Building Trust into the Cannabis Industry

Ben AmiraultCryptocurrency, Uncategorized 1 Comment

Recent events surrounding a cannabis genomics company in Oregon have sparked outrage amongst the cannabis community. This particular organization offered sequencing services claiming it would serve as a mechanism for demonstrating prior art to combat future patents.

Instead, those services were used to stock a breeding program that would directly compete with the very same cultivators who purchased their services. This has broken the trust of many cultivators and breeders who are now wary of the intentions of genomics companies that handle the DNA of their IP. And understandably so.  

While we were disappointed by this behavior, we weren’t surprised, having seen similar scenarios play out in the human diagnostics space. We voiced our concerns to the industry more than two years ago after pointing out that the sequencing data the company had promised to make public had not, in fact, been made public, and what data that was published was so severely compromised it was useless.

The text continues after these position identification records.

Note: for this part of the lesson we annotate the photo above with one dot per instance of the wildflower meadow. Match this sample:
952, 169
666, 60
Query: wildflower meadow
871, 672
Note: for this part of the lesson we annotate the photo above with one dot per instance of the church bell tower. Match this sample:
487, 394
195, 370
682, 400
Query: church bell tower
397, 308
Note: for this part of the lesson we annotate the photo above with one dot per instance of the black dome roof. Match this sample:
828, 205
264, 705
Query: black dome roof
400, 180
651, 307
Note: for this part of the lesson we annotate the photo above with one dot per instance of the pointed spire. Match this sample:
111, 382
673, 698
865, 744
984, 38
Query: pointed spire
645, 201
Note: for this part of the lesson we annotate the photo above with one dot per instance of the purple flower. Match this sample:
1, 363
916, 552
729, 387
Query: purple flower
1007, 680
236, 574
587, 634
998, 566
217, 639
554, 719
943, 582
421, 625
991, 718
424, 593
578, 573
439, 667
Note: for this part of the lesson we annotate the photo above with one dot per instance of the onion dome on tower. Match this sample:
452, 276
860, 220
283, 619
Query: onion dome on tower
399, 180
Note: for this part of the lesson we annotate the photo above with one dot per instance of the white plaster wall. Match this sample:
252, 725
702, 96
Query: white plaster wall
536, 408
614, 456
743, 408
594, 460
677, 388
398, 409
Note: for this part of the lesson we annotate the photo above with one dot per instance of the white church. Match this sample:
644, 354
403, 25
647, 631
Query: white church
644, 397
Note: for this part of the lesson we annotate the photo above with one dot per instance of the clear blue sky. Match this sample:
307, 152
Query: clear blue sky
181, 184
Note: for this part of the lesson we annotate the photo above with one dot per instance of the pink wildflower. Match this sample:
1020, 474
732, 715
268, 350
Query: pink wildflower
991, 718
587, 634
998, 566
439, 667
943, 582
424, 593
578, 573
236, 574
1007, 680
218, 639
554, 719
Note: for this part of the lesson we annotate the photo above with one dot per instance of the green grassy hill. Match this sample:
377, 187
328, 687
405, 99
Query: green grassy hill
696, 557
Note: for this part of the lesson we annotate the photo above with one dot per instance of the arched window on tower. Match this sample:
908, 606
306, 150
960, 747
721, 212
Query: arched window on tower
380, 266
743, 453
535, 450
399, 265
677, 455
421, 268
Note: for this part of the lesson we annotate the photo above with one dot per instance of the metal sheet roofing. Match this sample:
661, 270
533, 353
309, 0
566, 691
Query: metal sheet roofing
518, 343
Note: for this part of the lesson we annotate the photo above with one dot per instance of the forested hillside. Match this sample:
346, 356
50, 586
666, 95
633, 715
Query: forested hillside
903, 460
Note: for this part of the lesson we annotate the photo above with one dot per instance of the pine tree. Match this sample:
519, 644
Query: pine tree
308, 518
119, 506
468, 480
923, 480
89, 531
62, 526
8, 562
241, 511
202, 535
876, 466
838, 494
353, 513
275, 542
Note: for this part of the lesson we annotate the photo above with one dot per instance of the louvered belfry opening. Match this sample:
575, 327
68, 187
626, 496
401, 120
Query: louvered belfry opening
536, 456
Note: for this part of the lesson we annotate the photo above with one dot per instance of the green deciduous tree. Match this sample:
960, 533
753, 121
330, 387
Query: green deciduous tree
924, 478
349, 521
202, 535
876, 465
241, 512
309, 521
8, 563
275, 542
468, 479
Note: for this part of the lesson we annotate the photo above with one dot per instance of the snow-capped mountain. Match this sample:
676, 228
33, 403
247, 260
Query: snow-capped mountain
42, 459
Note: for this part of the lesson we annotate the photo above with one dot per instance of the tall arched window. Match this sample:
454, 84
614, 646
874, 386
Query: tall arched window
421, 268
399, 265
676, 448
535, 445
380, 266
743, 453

We also sent a letter to the Open Cannabis Project (OCP) Board of Directors voicing our concerns over this lack of transparency and the Project’s former director, Beth Schlecter, was the first person to reach out and take the concerns seriously. Unfortunately, this was not enough to alter the trajectory of what would eventually transpire.

As a cannabis genetics company ourselves, albeit with a different bent, we had begun building an antidote to this sort of data harvesting nearly 10 years ago. We hope the following public statements will remind the cultivation and scientific communities where we stand on the issue:

  1. We are proponents of blockchain technology and the ethos that technology helps to engender. It is a system designed to be trusted because it cannot be altered, falsified or its data stolen. We firmly believe that this technology is the remedy to the trustless platforms employed by the aforementioned company (and others sure to follow). Cryptocurrency is about replacing human trust with the immutability of mathematics. Blockchain’s distributed ledgers eliminate the problems we’ve just witnessed of third parties who violate the trust they were unworthy of in the first place.
  1. We believe our actions tell you everything you need to know about who we are and how we do business.
    1. In 2011, we sequenced Chemdawg and made it public within 60 days.
    2. In 2017, we sequenced Mitragyna Speciosa (Kratom) and made it public within weeks.
    3. In 2018, we worked with some of the most respected and innovative firms in this industry, including PacBio and DASH cryptocurrency,  to sequence Jamaican Lion and make it public within 60 days.
    4. We have consistently published our work in open source journals. These studies span a spectrum from cannabis genomics, to microbial safety testing, to human genomics of the ECS.

https://journals.plos.org/plosone/article?id=10.1371/journal.pone.0187926

https://f1000research.com/articles/4-1422/v2

https://f1000research.com/articles/5-2471/v1

https://osf.io/7d968/

  1. We built blockchains into our Kannapedia.net, the most authoritative and complete cannabis strain database so far produced, so even if we disappear or are bought, our customers will still have the timestamp of their strain on an immutable ledger that can never be altered, not even by us.
  2. We built youPCR, a point-of-grow, genetics testing platform for cannabis breeders, to enable cultivators to screen for genetic markers on site at their own grow.

All this being said, what can we learn from this incident and how does the cannabis industry move forward with confidence? Our solutions are threefold:

1.  Empower cultivators and breeders by providing them with tools like youPCR to perform their own genetic testing. This puts the customer firmly in the driver seat and the data is within their hands.

2.  Utilize decentralized blockchain technologies to ensure that all DNA sequences are encrypted and simultaneously remain public and tamper proof indefinitely. This comes in the form of modified variant call files (VCF) which house customer information along with valuable information about the SNPs that are present. These VCFs are encrypted using a deterministic hash that is unique to that sequence which is then uploaded to the DASH blockchain.

3. Do your homework. Research your options and recognize that what you’re creating is valuable. Work with people who treat your IP as something special that needs to be protected. Understand that legalization will change this industry in ways no one can really predict and that it’s not going to revert back to the way things were, ever. This nascent industry that was once underground is now at the epicenter of profound social, cultural and economic changes. Learn to embrace them in order to be able to participate in the wealth and good fortune this plant is going to bring about.

The moral of the story here is that there are bad actors in every endeavor who can taint the public’s perception of an entire industry. But that’s not the whole story. We firmly believe in the power of genomics and blockchain to change this industry for the better and along the way, to ensure the people whose lives are entwined with this industry, once again, have something to believe in.  


Comments 1

  1. Well-said, Medicinal Genomics.

    Thank you for for speaking up to help to repair the image of the cannabis genomics industry and to point out that bad actors are the exception to the rule. The Oregon affair should be viewed as an instructive case for many industries in demonstrating the crucial importance of respecting clients and their interests.

    Your company has a track record of strong and exemplary contributions to cannabis science, and has showcased a forward-looking use of blockchain technology in the interests of data integrity and security. Well done for giving the community a reason to trust and believe.